Susan Freier, violin/viola, and co-Artistic Director of the Ives Collective, earned degrees in music and biology from Stanford University as a Ford Scholar and continued her studies at the Eastman School of Music where she co-founded the award-winning Chester String Quartet. The Chester went on to win the Munich, Portsmouth (UK) and Discovery Competitions and were the quartet-in-residence at Indiana University, South Bend.
In 1989 Susan returned to her native Bay Area and joined the Stanford faculty and the Stanford String Quartet. She performs with the San Francisco Contemporary Music Players and has been an artist/faculty member at the Newport Music Festival, Garth Newell, Music in the Mountains, Rocky Ridge Music Center, and the Schlern and Orfeo Music Festivals (Italy). Susan teaches and performs at Mendocino Music Festival, the SoCal Music Workshop and Telluride Chamber Music Festival.
Jenny Douglass has created a rewarding portfolio career as a violist, educator, event producer, and writer. She has been a member of the New Century Chamber Orchestra since 2008 and Principal Violist of the Marin Symphony since 1999. Ms. Douglass is a frequent substitute with the San Francisco Symphony, performing with them in Davies Concert Hall, Carnegie Hall, and on several European tours. Jenny has also toured North and South America, Europe, and Asia with the Orpheus Chamber Orchestra and can be heard on several of their recordings for Deutsche Grammophon.
From 2015-2023, Jenny served as the Marin Symphony’s Director of Education and Community Engagement. She developed several initiatives that send Marin Symphony musicians into Marin County schools as well as community locations, including San Quentin Prison.
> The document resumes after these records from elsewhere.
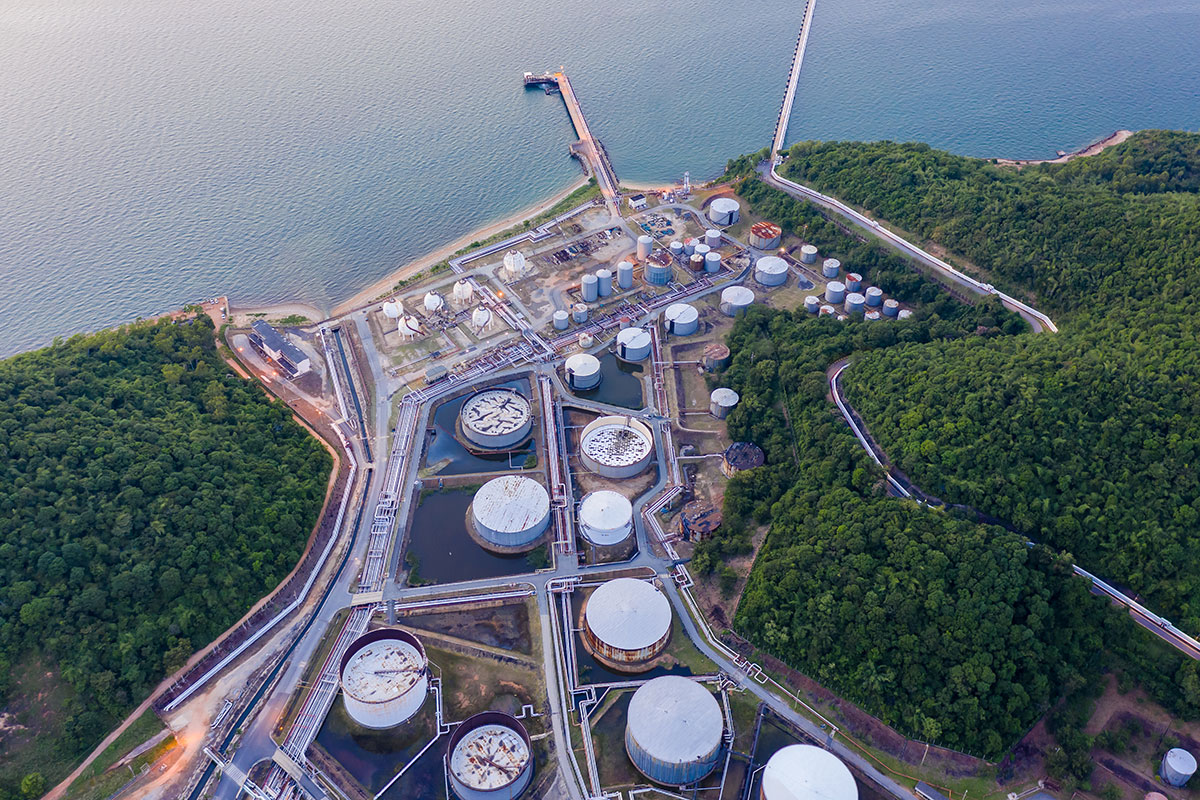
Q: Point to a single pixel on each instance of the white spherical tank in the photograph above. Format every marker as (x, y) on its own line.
(682, 319)
(724, 211)
(807, 773)
(616, 446)
(627, 624)
(771, 271)
(721, 402)
(490, 757)
(736, 300)
(509, 513)
(384, 678)
(582, 371)
(606, 517)
(496, 419)
(673, 731)
(634, 344)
In June 2019, Jenny created and produced a Marin Symphony Youth Orchestra tour and took 90 teenagers to Europe for performances in Prague, Vienna, and Budapest. Her proudest achievement was bringing them all back.
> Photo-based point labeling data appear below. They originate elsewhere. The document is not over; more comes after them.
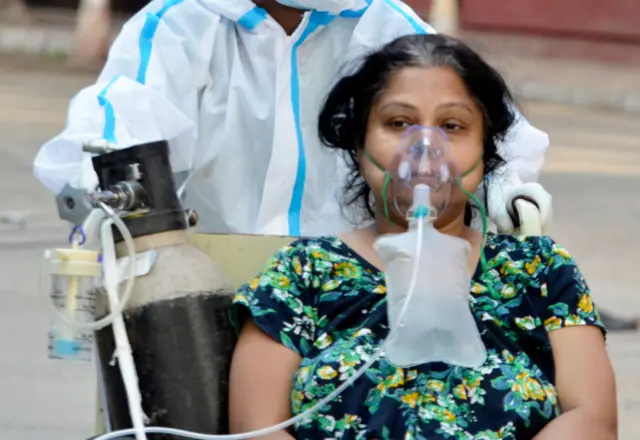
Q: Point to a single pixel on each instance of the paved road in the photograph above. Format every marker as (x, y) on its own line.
(593, 171)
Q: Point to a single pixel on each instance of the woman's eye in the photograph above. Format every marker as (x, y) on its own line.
(400, 124)
(451, 127)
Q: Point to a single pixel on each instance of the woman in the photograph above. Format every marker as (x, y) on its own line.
(317, 311)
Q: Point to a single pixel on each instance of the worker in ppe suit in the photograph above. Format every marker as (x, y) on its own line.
(235, 86)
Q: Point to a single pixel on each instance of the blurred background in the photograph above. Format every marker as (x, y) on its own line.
(572, 64)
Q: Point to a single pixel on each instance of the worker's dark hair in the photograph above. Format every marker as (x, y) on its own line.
(343, 120)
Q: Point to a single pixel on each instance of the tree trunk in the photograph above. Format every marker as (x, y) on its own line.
(92, 34)
(14, 11)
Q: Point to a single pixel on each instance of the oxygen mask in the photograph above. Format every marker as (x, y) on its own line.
(422, 158)
(427, 275)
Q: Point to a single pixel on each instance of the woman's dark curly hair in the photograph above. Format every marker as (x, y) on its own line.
(343, 120)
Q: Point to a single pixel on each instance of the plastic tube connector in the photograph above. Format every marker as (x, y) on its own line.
(421, 201)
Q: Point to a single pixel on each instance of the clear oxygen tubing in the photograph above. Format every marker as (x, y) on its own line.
(419, 218)
(123, 353)
(89, 225)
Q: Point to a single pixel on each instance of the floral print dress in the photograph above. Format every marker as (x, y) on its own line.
(322, 300)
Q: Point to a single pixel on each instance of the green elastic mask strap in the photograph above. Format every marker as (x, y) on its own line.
(483, 213)
(385, 185)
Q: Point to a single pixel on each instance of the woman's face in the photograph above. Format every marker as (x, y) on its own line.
(435, 97)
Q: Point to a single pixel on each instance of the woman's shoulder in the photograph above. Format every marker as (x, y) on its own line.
(540, 249)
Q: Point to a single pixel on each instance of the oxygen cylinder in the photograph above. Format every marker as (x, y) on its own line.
(177, 318)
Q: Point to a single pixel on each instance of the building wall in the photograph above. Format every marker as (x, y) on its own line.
(604, 20)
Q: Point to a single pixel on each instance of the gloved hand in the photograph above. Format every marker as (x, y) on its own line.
(504, 189)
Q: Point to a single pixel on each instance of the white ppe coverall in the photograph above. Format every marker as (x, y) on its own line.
(238, 100)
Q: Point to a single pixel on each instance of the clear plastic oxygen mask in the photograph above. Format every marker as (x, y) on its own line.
(428, 279)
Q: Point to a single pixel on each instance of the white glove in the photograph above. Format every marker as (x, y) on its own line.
(502, 191)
Jenny’s love for chamber music has taken her to festivals all over the US. Her chamber music partners have included Yo Yo Ma, Joseph Silverstein, Bruno Giuranna, and members of the San Francisco and Boston Symphonies. Ms. Douglass earned degrees from Oberlin Conservatory and the Juilliard School.
Mariam Adam, born in Monterey, California to an Egyptian father and a Mexican mother, has lived between New York, Paris and now Nashville, a composite of influences that has shaped her musicianship and collaborations worldwide. She has performed with numerous artists, including Wayne Shorter, Chick Corea, Paquito D’Rivera, Yo-Yo Ma, and Simon Shaheen, and in such venues and series as Carnegie Hall, Hollywood Bowl, Walt Disney Hall, Jordan Hall, and Kennedy Center.
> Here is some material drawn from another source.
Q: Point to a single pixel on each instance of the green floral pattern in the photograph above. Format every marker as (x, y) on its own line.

A founding and former member of the twice Grammy-nominated woodwind quintet, Imani Winds, she maintained an active international touring schedule for over 18 years. In November 2021 she reunited with members of the Imani Winds to premier Valerie Coleman’s Phenomenal Women in London with the Chineke! Orchestra. Since 2016 she has been visiting principal clarinetist for the London-based Chineke! Ensemble and orchestra with return visits to BBC’s Tune In with Sean Rafferty. They have become a pivotal ensemble in the United Kingdom and Europe championing works of new composers while establishing a firm identity of the new face of classical music. Her TransAtlantic Ensemble, with Evelyn Ulex, an official Steinway Ensemble, specializes in commissions of crossover styles, standard repertoire and presents their concerts in unique formats throughout Europe, South and Central America and the United States.
Stephen Harrison, cellist, has been on the Stanford University faculty since 1983. A graduate of Oberlin College and Boston University, he has been solo cellist of the San Francisco Contemporary Music Players since 1985. Stephen has been on the faculty of the Pacific Music Festival, the Orfeo and Schlern International Music Festivals (Italy) and the Rocky Ridge Music Center. He is currently principal cellist at the Mendocino Music Festival, and performs and teaches at the SoCal Chamber Music Workshop and the Telluride Chamber Music Festival.